Just googled the datasheets. Only got one of them. Google really goes off in the weeds with the Mega-0!
Huh, go figure...
Example part is a '3208, here's the mfg page,
https://www.microchip.com/en-us/product/ATmega3208or see the rest of the family from there.
The PIC's gated timer, for example, doesn't appear at all on an AVR, to my knowledge, and it can be used separately as a free-running timer and a flexible-sourced interrupt trigger. Or you can use them together to measure a pulse width in hardware, and present it to the ISR as the stopped timer value. Or you can use them to add a delay to an event trigger, by connecting the source to the gate and the destination to the timer overflow, and setting the timer to overflow "soon". Etc. And that's just one peripheral!
DA's timer D has some pretty interesting features, including generating and accepting events; I'm not sure about something like masked clocks, but there are duty cycle capture modes (you still have to do the division in software, but the period and width are measured in hardware anyway).
A general-purpose DMA would be a big game-changer, but the closest that either of them comes to that is dedicated to the USB peripheral alone, and it can only talk to a user-configured block of memory, not to another peripheral.
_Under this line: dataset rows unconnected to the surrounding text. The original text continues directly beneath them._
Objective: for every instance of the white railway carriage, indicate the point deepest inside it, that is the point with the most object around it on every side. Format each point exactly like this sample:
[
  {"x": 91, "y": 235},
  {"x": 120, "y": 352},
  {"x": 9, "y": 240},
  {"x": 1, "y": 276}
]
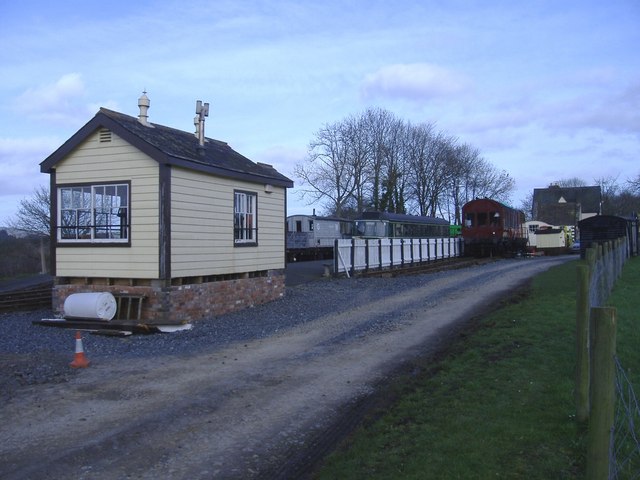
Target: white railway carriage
[{"x": 311, "y": 237}]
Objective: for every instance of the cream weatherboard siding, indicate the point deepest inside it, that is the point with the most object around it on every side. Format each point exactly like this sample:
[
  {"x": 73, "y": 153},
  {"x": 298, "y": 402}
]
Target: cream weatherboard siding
[
  {"x": 202, "y": 226},
  {"x": 95, "y": 162}
]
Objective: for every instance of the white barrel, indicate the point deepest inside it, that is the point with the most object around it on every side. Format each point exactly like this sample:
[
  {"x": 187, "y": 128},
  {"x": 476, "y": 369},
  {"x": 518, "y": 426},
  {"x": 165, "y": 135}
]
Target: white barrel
[{"x": 95, "y": 306}]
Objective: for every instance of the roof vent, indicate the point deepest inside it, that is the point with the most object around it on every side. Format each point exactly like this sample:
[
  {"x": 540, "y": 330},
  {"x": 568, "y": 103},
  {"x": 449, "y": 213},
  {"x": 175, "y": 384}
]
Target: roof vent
[
  {"x": 201, "y": 112},
  {"x": 105, "y": 135},
  {"x": 143, "y": 104}
]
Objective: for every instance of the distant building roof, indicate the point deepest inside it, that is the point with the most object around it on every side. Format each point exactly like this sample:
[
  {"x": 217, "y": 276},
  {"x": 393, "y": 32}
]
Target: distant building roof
[
  {"x": 174, "y": 147},
  {"x": 565, "y": 205}
]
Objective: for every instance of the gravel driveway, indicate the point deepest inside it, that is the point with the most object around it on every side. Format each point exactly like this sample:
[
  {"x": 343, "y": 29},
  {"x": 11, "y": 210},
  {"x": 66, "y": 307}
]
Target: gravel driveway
[{"x": 246, "y": 395}]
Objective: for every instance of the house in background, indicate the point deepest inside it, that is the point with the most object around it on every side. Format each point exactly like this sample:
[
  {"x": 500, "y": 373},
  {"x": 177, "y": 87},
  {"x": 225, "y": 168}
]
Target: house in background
[
  {"x": 566, "y": 206},
  {"x": 141, "y": 209}
]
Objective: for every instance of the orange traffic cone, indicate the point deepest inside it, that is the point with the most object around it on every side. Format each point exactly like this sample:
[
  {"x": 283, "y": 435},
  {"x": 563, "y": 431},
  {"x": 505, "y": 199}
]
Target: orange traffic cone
[{"x": 79, "y": 361}]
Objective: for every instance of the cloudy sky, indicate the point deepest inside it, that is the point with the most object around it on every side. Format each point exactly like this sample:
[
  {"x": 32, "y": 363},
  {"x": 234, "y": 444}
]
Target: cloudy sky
[{"x": 545, "y": 90}]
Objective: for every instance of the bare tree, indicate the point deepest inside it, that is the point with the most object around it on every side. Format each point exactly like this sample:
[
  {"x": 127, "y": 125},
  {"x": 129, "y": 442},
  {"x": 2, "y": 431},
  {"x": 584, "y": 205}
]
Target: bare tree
[
  {"x": 33, "y": 216},
  {"x": 327, "y": 171}
]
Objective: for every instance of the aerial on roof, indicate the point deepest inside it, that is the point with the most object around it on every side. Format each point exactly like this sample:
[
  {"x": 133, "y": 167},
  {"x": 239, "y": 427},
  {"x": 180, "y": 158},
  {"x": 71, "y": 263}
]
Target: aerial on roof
[
  {"x": 588, "y": 197},
  {"x": 171, "y": 146}
]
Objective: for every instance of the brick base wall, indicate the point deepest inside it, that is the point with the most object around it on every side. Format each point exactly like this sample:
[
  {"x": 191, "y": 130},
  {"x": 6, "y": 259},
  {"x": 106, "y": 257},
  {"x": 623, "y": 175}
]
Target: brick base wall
[{"x": 185, "y": 303}]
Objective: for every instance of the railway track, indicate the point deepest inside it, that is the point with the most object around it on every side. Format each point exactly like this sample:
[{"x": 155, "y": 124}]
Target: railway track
[{"x": 34, "y": 297}]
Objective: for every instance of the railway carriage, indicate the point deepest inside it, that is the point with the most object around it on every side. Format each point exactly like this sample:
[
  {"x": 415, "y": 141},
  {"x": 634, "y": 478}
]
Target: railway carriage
[
  {"x": 492, "y": 228},
  {"x": 396, "y": 225},
  {"x": 311, "y": 237}
]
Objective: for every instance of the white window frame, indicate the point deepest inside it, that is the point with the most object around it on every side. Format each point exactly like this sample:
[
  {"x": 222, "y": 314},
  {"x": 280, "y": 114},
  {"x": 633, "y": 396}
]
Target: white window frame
[
  {"x": 245, "y": 218},
  {"x": 93, "y": 220}
]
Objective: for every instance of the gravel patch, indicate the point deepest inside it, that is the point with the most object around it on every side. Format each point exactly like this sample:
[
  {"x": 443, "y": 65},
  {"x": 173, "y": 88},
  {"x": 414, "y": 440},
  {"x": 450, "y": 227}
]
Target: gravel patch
[{"x": 34, "y": 354}]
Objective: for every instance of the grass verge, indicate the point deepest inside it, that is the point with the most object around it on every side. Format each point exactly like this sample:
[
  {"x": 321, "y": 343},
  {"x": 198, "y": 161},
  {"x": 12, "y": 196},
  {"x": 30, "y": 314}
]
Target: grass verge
[{"x": 499, "y": 403}]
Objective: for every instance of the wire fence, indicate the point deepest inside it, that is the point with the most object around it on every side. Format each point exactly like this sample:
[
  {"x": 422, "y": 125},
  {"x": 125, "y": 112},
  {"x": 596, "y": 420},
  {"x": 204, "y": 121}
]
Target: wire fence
[
  {"x": 612, "y": 411},
  {"x": 624, "y": 460}
]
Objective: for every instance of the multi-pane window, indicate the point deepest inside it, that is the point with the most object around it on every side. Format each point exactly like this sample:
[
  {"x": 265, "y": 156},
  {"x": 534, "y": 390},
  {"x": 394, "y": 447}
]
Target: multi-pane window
[
  {"x": 245, "y": 229},
  {"x": 93, "y": 213}
]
XMEGA A-series have DMA (and some of the larger ones in lower-letter series?). I haven't used it, but it looks pretty rich, pages of registers. So, you can probably pull tricks like one channel driving the others for rich scripting behavior, or maybe even Turing completeness, I have no idea. Not sure about DA and family; at least not the 64DAxx I was looking at.
There's also the CCL (configurable custom logic), which a lot of PICs have I think; and, integrating with the event system, you can get a lot of logic and sequential functionality that way.
Something kind of unique that I've seen on a few PICs, SMPS control -- you can build a peak current mode control for example, almost trivially; similar functionality I think is constructible with timers and events. Probably at greater expense to hardware resources -- that is, you're tying up a whole timer and a couple event channels to do it, and maybe that limits what else you can do -- but it's also not too common I would guess, that you need to make use of even a fraction of the available resources.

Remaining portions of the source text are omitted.